# Pool hiccup?



## Navas (Sep 2, 2012)

Our house purchase has hit what I hope will be just a hiccup. Knowing that there is a law forbidding the construction of new permanent swimming pools on rural land in Andalucia, we deliberately only viewed houses that already had one. The house we're in the process of buying has the pool both on the escritura and the cadastral register but there appears to be a problem with the document our lawyer has obtained from the town hall. He is asking the vendor when the pool was constructed to try and sort it out. I've checked out past imagery from Google Earth and it definitely shows in 2007 but not as far back as 2004. Does anyone know when these laws were tightened up and if people have been made to fill in any pools? If the pool construction pre-dates the law, will all be well in the end?


----------



## davexf (Jan 26, 2009)

Hola 

Normally after six years you are safe depending on the declared land usage (eg not specially protected)

Davexf


----------



## Navas (Sep 2, 2012)

davexf said:


> Hola
> 
> Normally after six years you are safe depending on the declared land usage (eg not specially protected)
> 
> Davexf


Thank you! As far as I know the land is just ordinary agricultural land. Where would it say if it was protected land?


----------



## snikpoh (Nov 19, 2007)

davexf said:


> Hola
> 
> Normally after six years you are safe depending on the declared land usage (eg not specially protected)
> 
> Davexf


We've just been told (Wednesday of this week) that it's now 20 years - maybe it's a regional thing?


----------



## Navas (Sep 2, 2012)

snikpoh said:


> We've just been told (Wednesday of this week) that it's now 20 years - maybe it's a regional thing?


That's worrying! I do hope it is a regional thing. I know it hasn't been there 20 years because it was put in by the current owner who has been there for 13 years. What would they do if it hadn't been there that long?


----------



## snikpoh (Nov 19, 2007)

Navas said:


> That's worrying! I do hope it is a regional thing. I know it hasn't been there 20 years because it was put in by the current owner who has been there for 13 years. What would they do if it hadn't been there that long?
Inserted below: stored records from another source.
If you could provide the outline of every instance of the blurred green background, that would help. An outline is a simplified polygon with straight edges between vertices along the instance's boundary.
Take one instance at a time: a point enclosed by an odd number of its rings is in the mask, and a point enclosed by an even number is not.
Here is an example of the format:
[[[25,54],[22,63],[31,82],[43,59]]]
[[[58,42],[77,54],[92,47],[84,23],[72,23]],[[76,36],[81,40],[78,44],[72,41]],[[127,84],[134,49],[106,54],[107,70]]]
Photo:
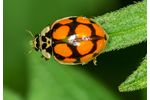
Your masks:
[[[28,51],[32,49],[29,45],[29,41],[32,40],[32,38],[29,33],[25,31],[26,29],[32,31],[33,34],[37,34],[40,33],[45,26],[52,24],[55,20],[62,17],[78,15],[87,17],[99,16],[132,3],[133,0],[4,0],[4,99],[21,100],[23,98],[22,100],[42,100],[39,99],[42,95],[42,92],[39,92],[41,89],[32,88],[32,86],[34,87],[37,83],[34,83],[34,78],[41,77],[39,79],[43,79],[45,83],[39,83],[40,86],[45,84],[45,87],[49,86],[47,88],[51,88],[52,86],[49,84],[49,81],[47,82],[47,79],[51,80],[50,77],[45,78],[46,75],[43,74],[37,76],[42,67],[38,67],[37,70],[31,67],[32,64],[35,64],[33,66],[37,66],[38,64],[36,65],[36,63],[40,63],[44,68],[50,66],[47,70],[50,70],[49,73],[56,72],[58,75],[57,79],[63,76],[63,74],[57,70],[63,70],[64,72],[67,70],[75,73],[75,75],[79,73],[81,76],[90,77],[89,81],[96,81],[96,84],[100,85],[100,87],[107,88],[107,91],[110,92],[109,94],[114,95],[117,98],[116,100],[146,100],[146,89],[129,93],[119,93],[118,91],[118,86],[121,82],[137,68],[139,62],[141,62],[145,56],[146,43],[141,43],[119,51],[104,53],[98,57],[98,66],[93,66],[93,63],[89,63],[85,66],[68,67],[58,64],[53,58],[49,61],[45,61],[40,57],[40,54],[34,52],[34,50],[31,54],[28,54]],[[43,71],[41,73],[45,72]],[[80,76],[72,76],[72,79],[74,78],[80,80]],[[88,82],[88,79],[86,80]],[[39,80],[39,82],[40,81],[41,80]],[[61,77],[61,82],[63,84],[68,83],[66,77]],[[80,84],[80,82],[76,84]],[[85,87],[87,84],[85,84]],[[55,84],[56,87],[57,85],[58,88],[56,88],[56,90],[54,88],[49,91],[45,91],[48,89],[43,89],[43,91],[51,92],[61,90],[66,92],[59,84]],[[91,88],[94,87],[92,83],[90,83],[90,85]],[[70,88],[70,92],[75,91],[75,89]],[[37,90],[39,91],[37,92]],[[82,91],[82,87],[78,90]],[[107,92],[101,89],[97,90],[99,94],[105,93],[104,96],[108,95]],[[79,98],[81,98],[80,92],[78,94]],[[36,95],[38,99],[33,95]],[[48,95],[51,96],[51,94]],[[59,97],[59,95],[57,96]],[[47,100],[55,99],[49,99],[47,97]],[[62,98],[60,100],[67,99]],[[84,99],[74,98],[70,100]]]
Worst case scenario is that they fine you and force you to fill it in. Failing that they will have it filled in and charge you.

Having said that, I've read of people with this demolition order hanging over the,m but nothing's been done - ISTR that this order expires at some point.


I'm sure there are better and more legal houses out there, or, let's hope your lawyer can get it legalised (at the vendors expense).


----------



## Pazcat (Mar 24, 2010)

It's definitely a regional thing so I can't speak for Andalucia but in the Valencia region they introduced a thing called LOTUP which came into affect as we were conveyancing one house.
Basically it meant that the non declared pool which before if it was built longer than 4 years ago it was able to be regularized but as the changed just happened it now means any building has to be older than 15 years.

Turned out it wasn't a problem and could of been regularized but this was on urban land and there were bigger issues with the land anyway.

This link, if it is allowed explains a little about both Valencia LOTUP and Andalucia LOUA laws.
Spanish "land grabs" soon to be a thing of the past? | Solicitors in Spain


----------



## Navas (Sep 2, 2012)

Thanks for that link, Pazcat. It looks to me like it can be legalised and that with an application for retrospective planning permission all could be OK. Fingers firmly crossed.


----------



## Megsmum (Sep 9, 2012)

Fingers well crossed for you xx
You know who I am LOL


----------



## Navas (Sep 2, 2012)

Megsmum said:


> Fingers well crossed for you xx
> You know who I am LOL


Thanks 'Megsmum'! There's no hiding from me. 
xx


----------



## Megsmum (Sep 9, 2012)

I'm with dad at the moment. Just outside Bourne Lincs


----------



## Navas (Sep 2, 2012)

We passed through Lincolnshire yesterday.


----------